Zoals gezegd in het Jaarverslag van de Rekenkamer over de EOF's betreffende het begrotingsjaar 2007 zijn de financieringsovereenkomsten voor uit het negende EOF gefinancierde begrotingssteunprogramma's vaak onvolledig of onduidelijk en bieden ze dus geen kader dat voldoende duidelijk is voor zo'n gestructureerde en geformaliseerde beoordeling. In 2008 constateerde de Rekenkamer een aanzienlijke verbetering in de financieringsovereenkomsten voor de uit het tiende EOF gefinancierde begrotingssteunprogramma’s.
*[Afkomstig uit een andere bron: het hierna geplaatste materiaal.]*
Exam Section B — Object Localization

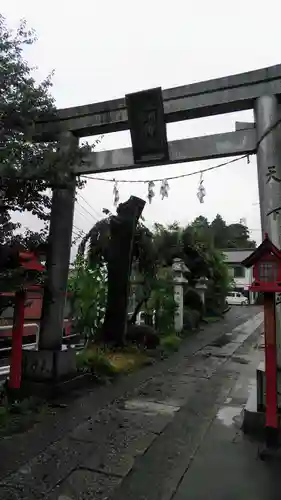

In sommige gevallen is er nog verdere verbetering mogelijk bij de vaststelling van de door het ontvangende land prioritair te treffen maatregelen betreffende het beheer van de overheidsfinanciën en van de bronnen van informatie om de naleving van de overeengekomen voorwaarden te verifiëren.

(Jaarverslag over het begrotingsjaar 2008, paragraaf 46)

EuropeAid moet ervoor zorgen dat alle toekomstige financieringsovereenkomsten een alomvattende en duidelijke basis vormen om de naleving van de betalingsvoorwaarden te kunnen beoordelen.

(Jaarverslag over het begrotingsjaar 2008, paragraaf 56, onder b))

De Commissie is verheugd over de erkenning van de Rekenkamer van het feit dat haar inspanningen om de klaarheid en de structuur van de subsidiabiliteitscontroles te vergroten, goede vruchten afwerpen. De Commissie heeft bijzondere aandacht voor de voortzetting van het proces tot verbetering teneinde alzo alle onduidelijkheid in haar evaluaties weg te nemen. Dit moet worden bereikt door een verdere verfijning van de richtsnoeren voor begrotingssteun, voor opleiding en een grotere bewustmaking van het belang om de subsidiabiliteit op een gestructureerde en formele manier te staven.

12.

In het licht van het toenemende belang van begrotingssteun dient een personeelsbeleid te worden ontwikkeld op basis van een analyse van de vereiste vaardigheden en kennis inzake het beheer van begrotingssteun.

(Jaarverslag over het begrotingsjaar 2007, paragraaf 56, onder f))

Kandidaten voor posten die in verband staan met begrotingssteun worden getest en geselecteerd op basis van hun bewezen kennis en vaardigheden ter zake. De opleiding inzake begrotingssteun ter plaatse is gestegen van 7 beschikbare cursussen in 2006 tot 14 in 2007 en 24 in 2008. Hierbij komt de opleiding op centraal niveau waar de gemiddelde deelname van de delegaties 40 % bedraagt. Voorts worden jaarlijks regionale seminars gehouden voor wie zich met begrotingssteun bezighoudt.

(Antwoord van de Commissie op paragraaf 31 van het Jaarverslag over het begrotingsjaar 2008)

Er zijn bevredigende maatregelen getroffen.